Syrian Kurds Seek Autonomy

Hopes that uprising will lead to better future for Kurdish minority.

Syrian Kurds Seek Autonomy

Hopes that uprising will lead to better future for Kurdish minority.

Since the Syrian uprisings started, the country’s Kurds have acted in partnership with the Arabs.

All the opposition movements in Syria say the Kurds are their brothers. That may be true, but unfortunately brother-and-sister relationships don’t often work out in politics. It’s much better to be partners.

Kurds and Arabs have very little in common. We have different languages and practise our faith in different ways. Most of the Kurds in Syria are Sunni Muslims, but there are also Christians and Yezidis among them. There used to be Jewish Kurds, but they emigrated to Israel. We have long been discriminated against by the Syrian regime.

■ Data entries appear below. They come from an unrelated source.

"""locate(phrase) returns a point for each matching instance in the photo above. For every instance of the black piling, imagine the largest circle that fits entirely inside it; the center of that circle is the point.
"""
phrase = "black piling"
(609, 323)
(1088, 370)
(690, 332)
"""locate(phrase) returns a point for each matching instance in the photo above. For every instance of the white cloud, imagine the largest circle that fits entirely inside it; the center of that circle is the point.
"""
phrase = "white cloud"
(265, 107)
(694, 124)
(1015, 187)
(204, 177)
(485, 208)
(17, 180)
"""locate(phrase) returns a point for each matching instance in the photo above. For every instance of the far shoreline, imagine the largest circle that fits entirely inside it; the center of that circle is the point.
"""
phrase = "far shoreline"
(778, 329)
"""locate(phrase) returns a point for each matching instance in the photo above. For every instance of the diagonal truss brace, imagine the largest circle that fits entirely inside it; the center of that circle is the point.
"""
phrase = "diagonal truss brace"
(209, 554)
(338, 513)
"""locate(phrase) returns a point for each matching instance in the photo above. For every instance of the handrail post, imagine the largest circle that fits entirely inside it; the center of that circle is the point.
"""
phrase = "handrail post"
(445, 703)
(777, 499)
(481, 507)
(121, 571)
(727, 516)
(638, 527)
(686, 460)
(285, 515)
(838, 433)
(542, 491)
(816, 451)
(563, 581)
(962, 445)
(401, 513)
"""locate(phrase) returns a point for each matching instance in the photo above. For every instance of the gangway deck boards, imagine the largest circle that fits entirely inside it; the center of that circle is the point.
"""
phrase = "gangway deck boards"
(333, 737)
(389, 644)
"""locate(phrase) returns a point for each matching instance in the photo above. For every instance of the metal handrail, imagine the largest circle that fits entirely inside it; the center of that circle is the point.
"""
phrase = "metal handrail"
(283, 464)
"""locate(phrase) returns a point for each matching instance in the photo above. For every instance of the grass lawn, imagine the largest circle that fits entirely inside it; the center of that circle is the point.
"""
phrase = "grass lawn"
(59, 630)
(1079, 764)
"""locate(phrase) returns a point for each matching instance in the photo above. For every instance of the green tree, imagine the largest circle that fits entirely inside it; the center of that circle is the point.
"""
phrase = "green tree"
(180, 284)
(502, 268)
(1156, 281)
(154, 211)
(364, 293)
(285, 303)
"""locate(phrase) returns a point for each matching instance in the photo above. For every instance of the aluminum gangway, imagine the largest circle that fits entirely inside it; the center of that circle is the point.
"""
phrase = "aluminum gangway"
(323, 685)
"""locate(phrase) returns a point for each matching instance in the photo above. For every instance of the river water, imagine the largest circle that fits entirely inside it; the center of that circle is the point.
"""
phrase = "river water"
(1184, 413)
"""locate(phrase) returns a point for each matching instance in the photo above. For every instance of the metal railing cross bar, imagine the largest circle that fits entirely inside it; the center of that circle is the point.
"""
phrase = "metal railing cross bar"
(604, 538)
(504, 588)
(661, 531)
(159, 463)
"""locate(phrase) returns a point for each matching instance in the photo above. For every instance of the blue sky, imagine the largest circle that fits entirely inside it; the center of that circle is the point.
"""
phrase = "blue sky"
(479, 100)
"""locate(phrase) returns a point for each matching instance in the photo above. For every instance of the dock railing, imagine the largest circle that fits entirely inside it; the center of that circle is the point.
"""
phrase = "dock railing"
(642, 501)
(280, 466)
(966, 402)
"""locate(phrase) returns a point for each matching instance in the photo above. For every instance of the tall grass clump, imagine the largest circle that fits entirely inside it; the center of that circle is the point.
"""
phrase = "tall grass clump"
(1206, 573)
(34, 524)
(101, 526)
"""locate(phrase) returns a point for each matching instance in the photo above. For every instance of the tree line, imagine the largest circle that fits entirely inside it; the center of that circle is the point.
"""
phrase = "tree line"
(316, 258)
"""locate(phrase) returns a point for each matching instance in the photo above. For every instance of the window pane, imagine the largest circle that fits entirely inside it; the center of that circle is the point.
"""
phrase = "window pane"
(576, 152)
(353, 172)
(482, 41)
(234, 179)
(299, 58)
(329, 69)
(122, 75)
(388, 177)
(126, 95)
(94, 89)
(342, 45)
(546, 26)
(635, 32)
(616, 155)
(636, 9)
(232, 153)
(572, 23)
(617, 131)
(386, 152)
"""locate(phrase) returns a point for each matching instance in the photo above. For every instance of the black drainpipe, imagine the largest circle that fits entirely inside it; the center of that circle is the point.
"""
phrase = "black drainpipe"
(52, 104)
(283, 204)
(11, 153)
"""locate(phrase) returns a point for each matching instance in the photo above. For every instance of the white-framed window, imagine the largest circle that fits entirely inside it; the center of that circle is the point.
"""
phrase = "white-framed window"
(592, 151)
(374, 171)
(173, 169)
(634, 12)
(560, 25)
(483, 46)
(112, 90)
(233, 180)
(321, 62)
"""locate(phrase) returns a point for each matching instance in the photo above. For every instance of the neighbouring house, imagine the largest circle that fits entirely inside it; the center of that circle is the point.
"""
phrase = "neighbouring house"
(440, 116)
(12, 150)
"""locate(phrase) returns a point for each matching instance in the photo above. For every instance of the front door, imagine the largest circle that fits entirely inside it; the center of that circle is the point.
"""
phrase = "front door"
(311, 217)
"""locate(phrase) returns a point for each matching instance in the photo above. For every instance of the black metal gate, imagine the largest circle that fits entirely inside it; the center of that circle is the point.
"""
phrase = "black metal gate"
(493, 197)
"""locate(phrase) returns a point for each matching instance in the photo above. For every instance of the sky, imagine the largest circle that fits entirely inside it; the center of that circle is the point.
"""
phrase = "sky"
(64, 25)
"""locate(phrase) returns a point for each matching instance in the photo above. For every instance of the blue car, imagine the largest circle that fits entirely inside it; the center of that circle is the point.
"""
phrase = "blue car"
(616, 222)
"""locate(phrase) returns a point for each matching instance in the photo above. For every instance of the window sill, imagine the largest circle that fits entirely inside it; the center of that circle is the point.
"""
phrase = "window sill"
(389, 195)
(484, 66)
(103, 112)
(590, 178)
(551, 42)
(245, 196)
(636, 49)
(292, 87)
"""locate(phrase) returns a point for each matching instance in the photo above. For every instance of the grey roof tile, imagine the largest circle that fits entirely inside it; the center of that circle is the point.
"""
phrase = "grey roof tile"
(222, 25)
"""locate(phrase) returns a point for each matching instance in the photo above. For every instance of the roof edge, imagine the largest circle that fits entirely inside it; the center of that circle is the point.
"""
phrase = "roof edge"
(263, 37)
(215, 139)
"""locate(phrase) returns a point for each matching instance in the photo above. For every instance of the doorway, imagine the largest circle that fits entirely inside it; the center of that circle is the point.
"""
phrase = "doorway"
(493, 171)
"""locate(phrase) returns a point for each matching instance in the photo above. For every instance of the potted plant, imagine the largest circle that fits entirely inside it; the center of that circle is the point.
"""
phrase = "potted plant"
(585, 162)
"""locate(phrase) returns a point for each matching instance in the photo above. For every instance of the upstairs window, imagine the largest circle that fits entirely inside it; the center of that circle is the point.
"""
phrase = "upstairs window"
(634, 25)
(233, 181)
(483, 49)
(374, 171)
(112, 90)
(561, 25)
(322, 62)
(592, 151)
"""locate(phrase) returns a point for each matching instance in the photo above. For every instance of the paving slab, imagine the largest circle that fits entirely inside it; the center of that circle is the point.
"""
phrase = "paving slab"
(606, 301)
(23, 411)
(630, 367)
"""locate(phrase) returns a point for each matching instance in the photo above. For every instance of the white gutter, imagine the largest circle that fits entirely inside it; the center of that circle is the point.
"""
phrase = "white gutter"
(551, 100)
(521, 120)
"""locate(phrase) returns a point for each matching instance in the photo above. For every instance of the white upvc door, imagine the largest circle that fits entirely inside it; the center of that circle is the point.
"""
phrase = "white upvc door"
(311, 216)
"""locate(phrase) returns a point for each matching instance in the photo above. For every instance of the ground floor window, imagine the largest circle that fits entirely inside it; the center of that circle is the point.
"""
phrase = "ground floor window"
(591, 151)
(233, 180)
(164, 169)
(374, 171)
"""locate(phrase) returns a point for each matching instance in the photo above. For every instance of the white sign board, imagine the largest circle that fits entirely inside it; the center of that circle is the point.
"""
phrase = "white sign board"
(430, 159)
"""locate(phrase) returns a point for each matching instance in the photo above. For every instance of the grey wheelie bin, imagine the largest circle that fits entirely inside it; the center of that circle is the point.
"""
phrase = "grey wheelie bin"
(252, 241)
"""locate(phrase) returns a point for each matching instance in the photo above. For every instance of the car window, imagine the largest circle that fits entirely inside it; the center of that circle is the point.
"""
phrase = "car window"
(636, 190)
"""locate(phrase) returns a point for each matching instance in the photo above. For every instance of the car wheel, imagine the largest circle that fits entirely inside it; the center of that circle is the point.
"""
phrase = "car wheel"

In 2004, clashes between supporters of the local Kurdish team in the northeast town of Qamishli and fans of the Arab team they were playing led to fighting in which many people were killed, and others were arrested and mistreated. No one came to our aid then.

Kurds are now staging peaceful demonstrations against the regime in the areas where they are in the majority. A few have been killed, although the numbers don’t compare to those elsewhere. Kurdish-dominated demonstrations have not been attacked, and Kurdish protestors in Damascus and Aleppo have largely escaped serious injury.

It seems the regime does not want to kill us, and I believe that is because the Allawite regime believes the Kurds are the only section of society that might stick by it.

It is doing its best to win the Kurds over. In April, for example, the government finally granted citizenship to around 3,000 Kurds. But since the number of disenfranchised Kurds is close to 300,000, the gesture was almost worthless.

In any case, Kurds are now less concerned about gaining citizenship than with pressing for autonomy. I would say 99 per cent of them want an independent Kurdish region. We look at Iraqi Kurdistan and ask why we can’t have the same.

We are aware that this is unattainable at the moment, so for now our ambition is a Kurdish state within a federal Syria. Once we acquire the knowledge we need to run our own country, maybe one day we will be able to go beyond that.

Some activists say that if the whole of Syria achieves democracy, then the rights of Christians, Kurds and other minorities will be secured. But not everyone believes such promises. As the old saying goes, “The only friends the Kurds have are the mountains.”

We don’t see ourselves as Syrian and we don’t feel Syrian in our hearts, because we have always been treated as outsiders.

I fear conflict between Kurds and Arabs if and when President Bashar al-Assad goes. The Kurds will not sit back quietly, and I don’t believe the Arabs will accept a federal solution for Syria, so there could even be civil war.

Even if Assad is toppled or resigns, the state system will remain in place. It is deeply rooted. For instance, security is so tight that you even need a permit to arrange a small wedding party.

Kurds are taking part in the Syrian revolution because our ultimate aim is to be rid of the current regime and create a federal state. That does not mean we want to take away part of Syria, and the international community needs to understand this. We are not guests in Syria – we live in a part of our historical homeland.

My views are shared by lots of Kurds within Syria. Those in the diaspora are less outspoken, but they share the same aim. We are the best of allies for the Arabs, but we have a different agenda.

Originally from Syria and now living in London, Kawa Youssef is a 26-year-old student of oil engineering and a Kurdish activist.